5 – Work on realistic data without worrying about data breaches
This is probably one of the most obvious reasons given that I tend to blog about data regulations and compliance ALL THE TIME but I feel like I need to keep saying this.
If you remove all of the data from development and test database copies, this will not help with development and developers will have nothing meaningful to go on, nor any testing that isn’t limited to pre-defined values.
If you leave all of the data in development and test database copies, all you’re doing is duplicating your attack surface area and creating a lot of potential risks for that data to be surfaced where it shouldn’t be – on the internet, in screenshots, emails and of course, hacked.
So there needs to be a happy medium where we can have both the useful data that gives us insight and intelligence of a full data set, the business logic, trends, demographics etc. that we need during testing or analytics – but it should also be sanitized so that data subjects contained therein cannot be re-identified. Static masking, applied to lower environments allows us to retain the data with none of the data.

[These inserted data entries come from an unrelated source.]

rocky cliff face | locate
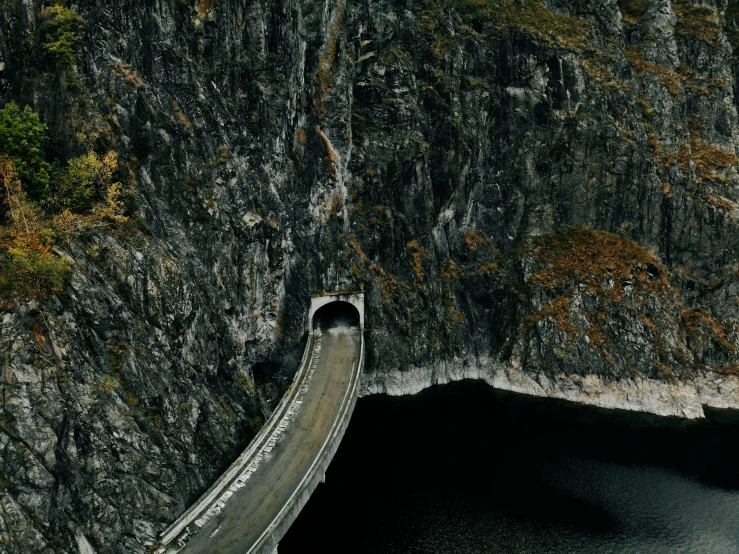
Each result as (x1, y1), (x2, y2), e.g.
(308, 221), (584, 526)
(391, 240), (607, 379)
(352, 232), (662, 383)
(0, 0), (739, 553)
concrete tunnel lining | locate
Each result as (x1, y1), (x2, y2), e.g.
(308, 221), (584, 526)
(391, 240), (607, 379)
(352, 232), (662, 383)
(308, 292), (364, 332)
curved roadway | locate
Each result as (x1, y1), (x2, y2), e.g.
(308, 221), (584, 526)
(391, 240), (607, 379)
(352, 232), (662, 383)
(182, 316), (361, 554)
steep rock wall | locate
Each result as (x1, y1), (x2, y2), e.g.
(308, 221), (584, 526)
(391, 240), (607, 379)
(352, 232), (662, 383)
(0, 0), (739, 553)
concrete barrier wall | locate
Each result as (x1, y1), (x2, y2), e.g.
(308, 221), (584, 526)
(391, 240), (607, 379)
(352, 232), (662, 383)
(157, 293), (364, 554)
(251, 332), (364, 554)
(159, 333), (314, 545)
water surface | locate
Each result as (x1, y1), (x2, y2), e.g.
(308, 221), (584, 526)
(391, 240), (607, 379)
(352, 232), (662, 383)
(279, 382), (739, 554)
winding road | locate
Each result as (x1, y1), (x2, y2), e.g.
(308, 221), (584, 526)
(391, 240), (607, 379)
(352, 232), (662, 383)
(179, 312), (362, 554)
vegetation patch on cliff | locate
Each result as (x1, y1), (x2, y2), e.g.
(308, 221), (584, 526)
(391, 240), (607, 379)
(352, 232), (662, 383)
(417, 0), (590, 52)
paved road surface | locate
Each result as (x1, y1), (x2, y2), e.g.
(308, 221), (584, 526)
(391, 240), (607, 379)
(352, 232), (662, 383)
(182, 327), (361, 554)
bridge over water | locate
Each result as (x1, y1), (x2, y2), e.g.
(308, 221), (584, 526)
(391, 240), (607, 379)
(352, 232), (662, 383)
(156, 293), (364, 554)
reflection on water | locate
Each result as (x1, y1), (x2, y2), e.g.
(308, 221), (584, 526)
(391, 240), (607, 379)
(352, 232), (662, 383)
(279, 382), (739, 554)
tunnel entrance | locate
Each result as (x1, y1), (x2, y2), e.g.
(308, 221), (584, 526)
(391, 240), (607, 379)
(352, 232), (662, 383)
(311, 301), (359, 332)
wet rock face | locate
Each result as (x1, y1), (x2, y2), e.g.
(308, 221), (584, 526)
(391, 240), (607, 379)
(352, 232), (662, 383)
(0, 0), (739, 553)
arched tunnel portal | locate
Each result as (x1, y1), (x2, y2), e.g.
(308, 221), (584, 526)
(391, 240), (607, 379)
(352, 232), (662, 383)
(311, 300), (360, 332)
(307, 291), (364, 332)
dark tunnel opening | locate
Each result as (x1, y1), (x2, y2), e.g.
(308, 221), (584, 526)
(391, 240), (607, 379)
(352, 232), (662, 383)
(312, 301), (359, 331)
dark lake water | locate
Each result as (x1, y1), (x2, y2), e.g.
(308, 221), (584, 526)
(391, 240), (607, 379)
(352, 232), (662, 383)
(279, 382), (739, 554)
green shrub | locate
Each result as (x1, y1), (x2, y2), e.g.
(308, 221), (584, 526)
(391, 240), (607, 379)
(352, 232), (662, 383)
(0, 102), (50, 200)
(0, 247), (70, 298)
(40, 4), (85, 69)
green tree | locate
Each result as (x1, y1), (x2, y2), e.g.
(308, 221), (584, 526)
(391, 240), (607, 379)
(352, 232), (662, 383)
(58, 151), (118, 213)
(0, 102), (50, 200)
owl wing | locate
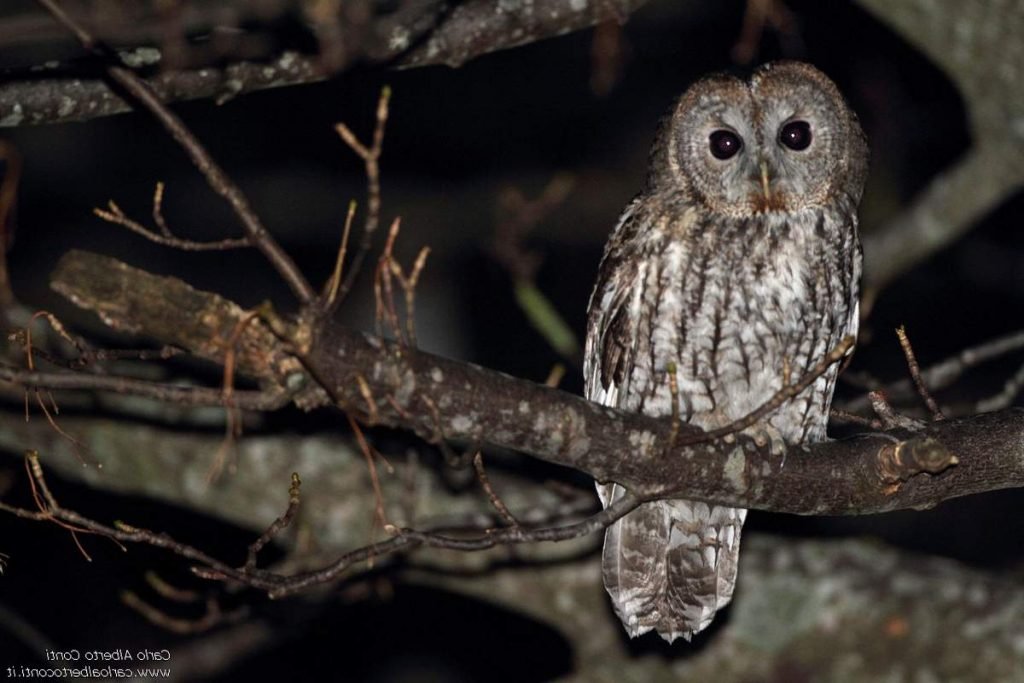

Protective measures can be built into the DevOps process from the very beginning as you’ve already seen right here on my blog; so as long as it is a part of the process, and we have multiple controls (or guard rails) that allow us to operate safely and quickly without fearing that same speed will cause us to release any sensitive information, allowing us to focus on one thing, value.
Conclusion
As you’ve seen above, it all comes down to time and money but there are many ways to save and speed up within a DevOps process by means of a good, solid database provisioning process. Whilst none of these reasons comes with a fixed ROI (unless you have ALL of your pre-prod database storage costs to hand) they contribute to something far better than that:
The ease of delivering value.
In a world where we can be concerned about everything, and where it’s hard to keep up with emerging technologies – it makes sense to start pruning away blockers to the process, the problems that are stopping us from delivering value faster – THAT is the theme and point of this blog post; our end users. We’re already delivering excellent value to them, we trust our developers and teams, but what’s stopping them from moving faster with database changes? Adopting a good provisioning process will mean you start to notice all of the above become true of your database development lifecycle.